I haven't really used any CM tools, so maybe I'm getting the point where kickstart would traditionally leave off and ansible or chef would take over slightly wrong, but I can't see it being all that complex to automate configuring one after install.
No, you obviously have console access, all you need is the ansible scripts and ansible. If you want to push from a central repository, then yes, you'd have to have a way for ansible to reach the box. But we're taking as a given that there's a way to run commands on the box here (and get script files via the network).
There's a difference if you want to run the scripts automatically on install (non-interactively).
Actually, to use Ansible you need only ssh access (with password or public key) to root user. Everything else can be done easily in a simple Ansible role.
In my experience, there's a huge amount of work involved in just getting Ansible (and other CM systems) to work right in the first place, especially if you're relatively new to CM.

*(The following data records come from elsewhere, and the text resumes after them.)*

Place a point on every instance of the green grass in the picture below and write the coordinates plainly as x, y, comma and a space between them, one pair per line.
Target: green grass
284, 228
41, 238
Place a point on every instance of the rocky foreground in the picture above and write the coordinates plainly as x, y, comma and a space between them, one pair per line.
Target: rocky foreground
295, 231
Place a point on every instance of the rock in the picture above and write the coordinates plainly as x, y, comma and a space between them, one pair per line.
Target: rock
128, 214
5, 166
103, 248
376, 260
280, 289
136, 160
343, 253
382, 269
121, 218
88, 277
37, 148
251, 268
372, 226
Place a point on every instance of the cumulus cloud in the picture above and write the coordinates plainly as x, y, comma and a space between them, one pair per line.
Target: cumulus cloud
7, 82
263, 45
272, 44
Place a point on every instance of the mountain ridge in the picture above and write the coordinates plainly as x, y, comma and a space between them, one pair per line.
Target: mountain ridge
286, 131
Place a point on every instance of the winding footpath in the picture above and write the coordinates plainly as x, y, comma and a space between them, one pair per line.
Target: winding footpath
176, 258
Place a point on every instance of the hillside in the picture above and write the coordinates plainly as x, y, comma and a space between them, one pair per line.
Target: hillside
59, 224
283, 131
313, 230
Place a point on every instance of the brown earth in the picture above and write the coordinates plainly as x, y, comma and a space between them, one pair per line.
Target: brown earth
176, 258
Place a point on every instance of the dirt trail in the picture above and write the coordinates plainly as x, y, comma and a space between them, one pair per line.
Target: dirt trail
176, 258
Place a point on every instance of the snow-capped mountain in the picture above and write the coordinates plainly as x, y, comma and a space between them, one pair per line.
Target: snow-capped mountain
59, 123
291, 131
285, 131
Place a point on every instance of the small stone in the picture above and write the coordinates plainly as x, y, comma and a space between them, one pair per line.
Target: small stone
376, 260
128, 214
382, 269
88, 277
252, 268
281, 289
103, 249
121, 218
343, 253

Sometimes you're working on a scrappy prototype and it's just quicker to use shell scripts initially and then go back to solidify the setup into CM scripts afterwards, once you know what you actually need.
Of course that approach will fall to hell if one never gets back around to making the CM scripts.
I'm genuinely curious. Why? Ansible, in particular, provides the same value (easy) but has existing modules to do a bunch of the things you'd have to script.